AJ Lee & Blue Summit are an award-winning energetic, charming, and technically jaw-dropping band quickly rising on the national roots music scene. Based in Santa Cruz, California, the group met as teenagers, picking and jamming together as kids at local music festivals and jams until one day, they decided they would be a band. “Our roots go really deep,” explains de facto band leader Lee. “We met when we were young kids… We definitely decided to choose each other as a chosen family band later on in life, but in a lot of ways it was naturally just like that in the beginning.” “It was like one of those late at night things,” she continued. “We were sitting on a trailer at Grass Valley” at the annual Father’s Day Bluegrass Festival held in the Sierra Nevada foothills –  “Someone said, ‘All of us right here, we’re a band now.’ We kind of didn’t take it seriously, but we were like, okay, we’ll be a band!”

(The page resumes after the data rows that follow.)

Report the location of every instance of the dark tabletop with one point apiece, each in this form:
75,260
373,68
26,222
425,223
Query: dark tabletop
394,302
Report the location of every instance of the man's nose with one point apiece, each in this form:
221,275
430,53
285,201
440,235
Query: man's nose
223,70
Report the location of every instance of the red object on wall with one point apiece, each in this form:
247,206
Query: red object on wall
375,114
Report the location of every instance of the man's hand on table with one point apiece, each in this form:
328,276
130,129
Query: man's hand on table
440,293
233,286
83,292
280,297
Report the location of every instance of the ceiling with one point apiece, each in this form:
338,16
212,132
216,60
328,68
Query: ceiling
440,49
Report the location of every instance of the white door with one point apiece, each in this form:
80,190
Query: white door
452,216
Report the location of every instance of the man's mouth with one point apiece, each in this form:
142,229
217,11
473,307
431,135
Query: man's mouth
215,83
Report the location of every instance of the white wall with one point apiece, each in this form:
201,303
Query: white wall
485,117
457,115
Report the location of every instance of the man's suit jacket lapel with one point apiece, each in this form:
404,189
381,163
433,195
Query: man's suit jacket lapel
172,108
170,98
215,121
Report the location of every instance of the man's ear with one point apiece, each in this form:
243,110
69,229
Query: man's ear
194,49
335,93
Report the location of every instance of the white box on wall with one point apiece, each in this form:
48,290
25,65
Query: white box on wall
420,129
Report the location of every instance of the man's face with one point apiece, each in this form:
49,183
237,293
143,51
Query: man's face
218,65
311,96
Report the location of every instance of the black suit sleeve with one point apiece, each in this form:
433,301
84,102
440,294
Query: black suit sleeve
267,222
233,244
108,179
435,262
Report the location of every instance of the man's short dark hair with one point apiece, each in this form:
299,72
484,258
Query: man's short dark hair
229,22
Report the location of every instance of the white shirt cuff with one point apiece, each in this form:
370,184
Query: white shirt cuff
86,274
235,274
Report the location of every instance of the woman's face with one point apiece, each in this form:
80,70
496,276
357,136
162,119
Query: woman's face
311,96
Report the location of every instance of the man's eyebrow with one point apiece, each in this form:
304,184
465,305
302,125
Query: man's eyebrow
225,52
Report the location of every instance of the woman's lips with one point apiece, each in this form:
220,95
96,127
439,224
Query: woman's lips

And thank goodness they became a band. Their first gigs were local, small venues, cafes, restaurants, coffee shops, where they’d play for multiple hours honing their set list and learning shared musical vocabularies. Now, as they criss-cross the country performing hundreds of shows a year to larger and larger audiences, you can sense the intention they had back then – to make music together not for just aspirational reasons, but because it’s fun – and it’s all you want to do as young musicians. Currently made up of Lee on mandolin, fiddler Jan Purat, and guitarists Scott Gates and Sullivan Tuttle, the band carries that youthful, festival-parking-lot energy with them still today, but at the same time there’s a genuine ease and confidence to their music making. This is not the bluegrass of ambitious musicians intent on industry success, this is music made firstly for the joy of making it and primarily made for each other. It’s part of why, as they ready their third studio album, City of Glass – their first label release, out July 19th via Signature Sounds – their product feels mature and fully realized, while deep in the Blue Summit pocket.

The group is proud to be Californian, proud to represent the neo-traditionalist bluegrass and folk from the state and the mighty communities surrounding them. Their music shines with this “think global, act local” sort of approach.